Why is it so intrigued by my behaviour?

“When you said that it doesn’t control me. That’s when it stood up. I tried ignoring it but then it just randomly leapt towards you. It moved so fast that I couldn’t help but scream. I thought it wanted to kill you.”

“I’m fine, it’s just a hallucination. Thank you for frightening it though. Maybe you’re more in control than you think?”

“Maybe. I don’t think it’s gone but I can’t see it anywhere. I’m scared.”

I look at her confused, “Why are you scared? If it’s gone, it can’t harm you.”

Jess looks at the ground with a worried expression. “No. But it can hurt others. If I can’t see it, I can’t stop it from harming other people.”

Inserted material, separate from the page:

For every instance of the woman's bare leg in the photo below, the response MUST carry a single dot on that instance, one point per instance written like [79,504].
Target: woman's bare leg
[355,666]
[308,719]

I watch her in silence. She really does baffle me. Most patients are too preoccupied by the hallucinations to be concerned about the safety of others. But Jess believes the figure isn’t here and is obviously still concerned. Shouldn’t she be happy it’s gone? Shouldn’t she feel better to be free of it? Even if it is only temporarily? Before probing further, I look up to see Jess stifling a yawn. Her pale complexion highlights the black under her eyes. She’s exhausted. These will have to be questions for next session.

“That’s enough for today. Your mother should be outside waiting for you, she’s always early. You’ve been really brave, well done, Jess. I’ll see you next week.”

“Thank you.” Slowly, she rises from the chair and walks towards the door. “See you next week, I guess.”  Confusion has flooded her face as she continues to search the room.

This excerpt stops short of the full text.